Vu les articles 8 et 10 de la Convention de sauvegarde des droits de l'homme et des libertés fondamentales et 9 du code civil :

11. Le fait que des informations soient déjà dans le domaine public ne les soustrait pas nécessairement à la protection de l'article 8 de la Convention, l'intérêt à publier ces informations devant être mis en balance avec des considérations liées à la vie privée. Celles-ci entrent en jeu dans les situations où des informations ont été recueillies sur une personne bien précise, où des données à caractère personnel ont été traitées ou utilisées et où les éléments en question avaient été rendus publics d'une manière ou dans une mesure excédant ce à quoi les intéressés pouvaient raisonnablement s'attendre (CEDH, arrêt du 27 juin 2017, Satakunnan Markkinapörssi Oy et Satamedia Oy c. Finlande [GC], n° 931/13, § 134-136).
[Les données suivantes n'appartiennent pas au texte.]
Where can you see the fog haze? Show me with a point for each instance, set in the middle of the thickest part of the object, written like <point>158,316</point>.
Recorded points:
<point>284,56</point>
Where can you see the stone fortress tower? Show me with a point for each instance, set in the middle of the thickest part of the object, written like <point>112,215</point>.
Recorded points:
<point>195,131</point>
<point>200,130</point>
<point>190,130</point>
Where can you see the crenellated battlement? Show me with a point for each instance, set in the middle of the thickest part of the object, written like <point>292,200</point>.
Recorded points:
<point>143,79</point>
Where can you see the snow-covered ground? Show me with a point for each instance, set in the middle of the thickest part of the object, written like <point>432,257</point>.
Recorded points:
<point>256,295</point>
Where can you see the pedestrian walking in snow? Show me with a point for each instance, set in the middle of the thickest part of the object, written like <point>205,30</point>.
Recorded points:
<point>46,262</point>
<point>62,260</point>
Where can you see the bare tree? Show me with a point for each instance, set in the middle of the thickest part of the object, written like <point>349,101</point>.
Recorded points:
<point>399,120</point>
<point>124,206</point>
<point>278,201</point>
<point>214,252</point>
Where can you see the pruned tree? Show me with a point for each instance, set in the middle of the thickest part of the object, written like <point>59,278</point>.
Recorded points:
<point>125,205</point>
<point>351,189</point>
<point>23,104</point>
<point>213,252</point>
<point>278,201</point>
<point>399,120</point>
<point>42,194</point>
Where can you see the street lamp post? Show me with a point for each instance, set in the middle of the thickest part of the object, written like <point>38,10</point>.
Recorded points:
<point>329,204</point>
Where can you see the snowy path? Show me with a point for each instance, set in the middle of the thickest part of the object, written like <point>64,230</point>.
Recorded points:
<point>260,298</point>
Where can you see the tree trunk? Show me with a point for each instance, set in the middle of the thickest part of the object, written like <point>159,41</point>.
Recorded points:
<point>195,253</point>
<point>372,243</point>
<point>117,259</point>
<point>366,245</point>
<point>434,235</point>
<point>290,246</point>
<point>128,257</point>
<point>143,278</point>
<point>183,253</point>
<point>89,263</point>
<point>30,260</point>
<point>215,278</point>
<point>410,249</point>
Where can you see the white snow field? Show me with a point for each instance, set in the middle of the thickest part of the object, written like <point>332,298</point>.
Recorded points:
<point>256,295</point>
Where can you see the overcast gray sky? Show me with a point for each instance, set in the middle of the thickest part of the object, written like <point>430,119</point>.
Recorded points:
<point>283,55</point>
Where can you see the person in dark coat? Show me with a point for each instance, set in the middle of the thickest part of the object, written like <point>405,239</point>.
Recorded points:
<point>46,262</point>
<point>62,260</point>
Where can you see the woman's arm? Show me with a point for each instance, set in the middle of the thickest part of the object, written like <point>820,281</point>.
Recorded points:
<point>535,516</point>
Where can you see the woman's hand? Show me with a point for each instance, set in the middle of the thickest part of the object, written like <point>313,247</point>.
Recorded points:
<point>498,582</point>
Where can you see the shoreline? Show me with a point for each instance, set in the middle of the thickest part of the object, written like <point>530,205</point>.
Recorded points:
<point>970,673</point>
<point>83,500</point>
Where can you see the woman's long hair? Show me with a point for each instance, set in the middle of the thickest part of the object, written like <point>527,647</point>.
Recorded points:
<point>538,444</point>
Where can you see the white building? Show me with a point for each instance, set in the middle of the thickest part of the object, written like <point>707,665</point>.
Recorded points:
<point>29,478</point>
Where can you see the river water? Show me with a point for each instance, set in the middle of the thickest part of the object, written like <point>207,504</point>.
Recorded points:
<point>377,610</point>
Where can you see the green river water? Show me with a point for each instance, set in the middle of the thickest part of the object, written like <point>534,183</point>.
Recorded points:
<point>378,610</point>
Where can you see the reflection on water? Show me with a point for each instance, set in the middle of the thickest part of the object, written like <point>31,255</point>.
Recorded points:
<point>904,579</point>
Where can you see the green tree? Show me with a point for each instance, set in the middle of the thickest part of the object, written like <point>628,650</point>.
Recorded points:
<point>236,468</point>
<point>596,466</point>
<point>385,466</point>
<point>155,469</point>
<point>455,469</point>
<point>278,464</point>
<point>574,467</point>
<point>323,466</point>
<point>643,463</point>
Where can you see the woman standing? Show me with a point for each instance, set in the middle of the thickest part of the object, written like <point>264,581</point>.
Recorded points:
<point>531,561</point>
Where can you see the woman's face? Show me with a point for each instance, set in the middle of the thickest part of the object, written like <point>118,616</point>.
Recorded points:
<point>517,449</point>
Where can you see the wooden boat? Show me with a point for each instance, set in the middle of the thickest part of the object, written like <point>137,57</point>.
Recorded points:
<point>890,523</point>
12. Pour rejeter les demandes de M. K..., l'arrêt retient que le faire-part de décès de son père a été publié par la famille sur un site Internet, accessible à tout internaute, y compris plusieurs années après le décès et que M. K... ne pouvait l'ignorer.

13. En se déterminant ainsi, alors que cette seule circonstance ne permettait pas d'écarter l'existence d'une atteinte à la vie privée consécutive à l'utilisation du faire-part dans la publication en cause, la cour d'appel n'a pas donné de base légale à sa décision.

PAR CES MOTIFS, et sans qu'il y ait lieu de statuer sur les autres branches du moyen, la Cour :

CASSE ET ANNULE, sauf en ce qu'il déclare irrecevable l'exception tirée de la nullité de l'assignation et rejette la fin de non-recevoir tirée de la règle « una via electa », l'arrêt rendu le 25 septembre 2019, entre les parties, par la cour d'appel de Paris ;

Remet, sauf sur ces points, l'affaire et les parties dans l'état où elles se trouvaient avant cet arrêt et les renvoie devant la cour d'appel de Versailles.

- Président : Mme Batut - Rapporteur : M. Serrier - Avocat général : Mme Legohérel - Avocat(s) : SCP Piwnica et Molinié ; SCP Waquet, Farge et Hazan -

Textes visés :

Articles 8 et 10 de la Convention de sauvegarde des droits de l'homme et des libertés fondamentales ; article 9 du code civil ; article 9 du code civil ; article 8 et de la Convention de sauvegarde des droits de l'homme et des libertés fondamentales.

Rapprochement(s) :

1re Civ., 21 mars 2018, pourvoi n° 16-28.741, Bull. 2018, I, n° 56 (cassation partielle). Sur le principe de procéder à la mise en balance des droits en présence par le juge, cf. : CEDH, arrêt du 10 novembre 2015, Couderc et Hachette Filipacchi associés c. France, n° 40454/07, §§ 93 et 97. 1re Civ., 18 octobre 2017, pourvoi n° 16-19.740, Bull. 2017, I, n° 220 (rejet) ; Cf. : CEDH, arrêt du 27 juin 2017, Satakunnan Markkinapörssi Oy et Satamedia Oy c. Finlande [GC], n° 931/13, § 134-136.